The 2010s Were an Economic Tragedy - smacktoward
https://slate.com/business/2019/12/the-four-mistakes-that-turned-the-2010s-into-an-economic-tragedy.html
======
mdorazio
Bit of a weird article that tackles broad economic policy to show how recovery
from the recession might have gone faster. But it doesn't really mention any
of the actual tragedies in my opinion - rise in inequality, decline of "good"
jobs in favor of gig and contract work, out of control healthcare costs, and
continued student loan burden on workers.

------
egdod
Are we talking about the same 2010s? Because they were the opposite of a
tragedy economically.

------
planetzero
"worth of spending cuts over the last six years of Obama’s term. Those,
combined with tax hikes and the waning stimulus spending, acted as a powerful
weight on the economy"

Not sure if I agree with this. Tax hikes and spending cuts are what's required
to build back a damaged economy. These obviously worked over time, as we now
have one of the best economies in decades. This combined with the regulations
Trump got rid of to enable more fracking/keeping the price of oil way down.

I remember all of the people on the local news that were interviewed just as
everything was crashing that talked about how they outright lied on their
application about how much income they were making to get a house/piece of
property...and now went into foreclosure when they couldn't make the payments.
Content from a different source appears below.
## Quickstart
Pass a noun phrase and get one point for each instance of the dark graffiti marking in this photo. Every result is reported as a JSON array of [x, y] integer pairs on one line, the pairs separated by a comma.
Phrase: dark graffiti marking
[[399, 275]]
"by leaving the housing market to spiral downward and households to struggle
with their debts"

We shouldn't be propping up anyone. Some things need to fail to recover
properly. This was the right move.

"As a Senator and presidential candidate, Obama had publicly supported more
dramatic efforts to rescue homeowners, specifically legislation that would
have allowed so-called “cramdowns,” where judges could slash mortgage debt in
bankruptcy court"

Why should anyone get bailed out for a making a poor decision? Most people
will never learn from this and will most likely need to get bailed out again.

"Even Donald Trump’s trade war—another needless self-own—didn’t plunge the
economy into another downturn, in part because some people in power seem to
have learned lessons from their past mistakes."

I have to laugh about mentioning the trade war. Almost every Democrat
candidate wants this because it will lead to less CO2 emissions from China if
we are purchasing less goods. But when Trump enacts it, it's a needless trade
war.

"But this was decade was not a slow march to a happy ending. It was
miscarriage of economic policymaking that left millions without work for far
longer than they needed to be. If we remember that—and why it all
happened—maybe we won’t have to go through it all again."

Creating artificial demand by just throwing government money at it wouldn't
have solved the issue any faster. I sure hope we've learned our mistakes from
the past, but I already have seen politicians wanting to start forcing banks
to loan out money to groups of people that most likely will never be able to
pay it back...starting the ball rolling for another financial crises.